By asserting our individuality on a local scale, we may reverse the effects of mechanization and subsequent dehumanization. The union of art and life is the key to this process. The modular and interchangeable nature of our world is carried through into our living spaces, yet art that hangs on the passively on the wall does little to humanize this sort of environment. Instead of relegating art and beauty to a small square of the wall, it seems that it could fill a space from construction to decoration. Art should not be a window by which to escape our environment. Instead, it should surround us on equal terms with the everyday objects that fill our lives.

I involve myself with the everyday environment with the hope that the mass produced spaces I have mentioned might become better suited to their inhabitants. The commercial-friendly "average man" does not exist. To make art for him would be false. In order to reconnect humans to their environment, it is necessary to person-alize spaces. The self-declared architect, painter, activist, Friedrich Hundertwasser insists on the rights of tenants to alter their living space based on the "moral inhabitability of modern 'functional' architecture". Without restraint on the "individual's desire to construct"3, mass produced spaces could once again reflect the humans that inhabit them. Hundertwasser's beliefs manifest themselves in petitions, public speeches and even public housing projects. His buildings are meant to humanize and ameliorate what he considers sterile and impassive living conditions.

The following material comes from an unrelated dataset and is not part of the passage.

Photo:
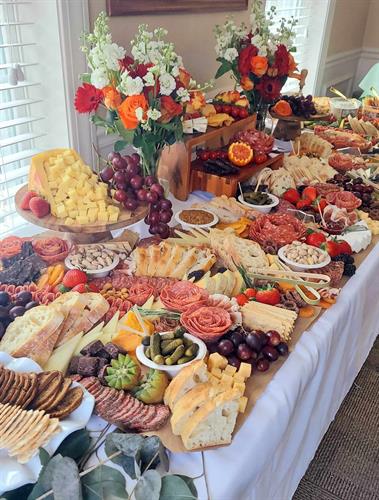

In a way, I have adopted this cause to my furniture quite literally. Because of the concrete physical interaction between people and furniture, human forms are often reflected in furniture itself. I have accentuated this connection by visibly adapting my furniture to the forms of the human body. My furniture is literally humanized.

The directness with which I approach my viewers is the same quality that I hope for in all aspects of life. The lost authenticity of original experience can be replaced by taking a direct role in one's own environment. The manifest will of the individual is the key to the rehumanization of the modern environment. Rejoining art and life guarantees an unmediated encounter and the sharing of the creative experience. My work is my attempt to follow through on my ideas in real time.

 

-Jessica Braun

 

 

 

1 Maizel, John. Raw Creation: Outsider Art and beyond. London: Phaidon, 1996.

2 Venturi, Robert, Denise Scott Brown and Steven Izenour. Learning from Las Vegas. Cambridge: MIT Press, 1977.

3 Hundertwasser, Freidrich. Austria Presents Hundertwasser to the Continents. Exhibition Catalogue. Glarus, Switzerland: Gruener Janura AG, 1983.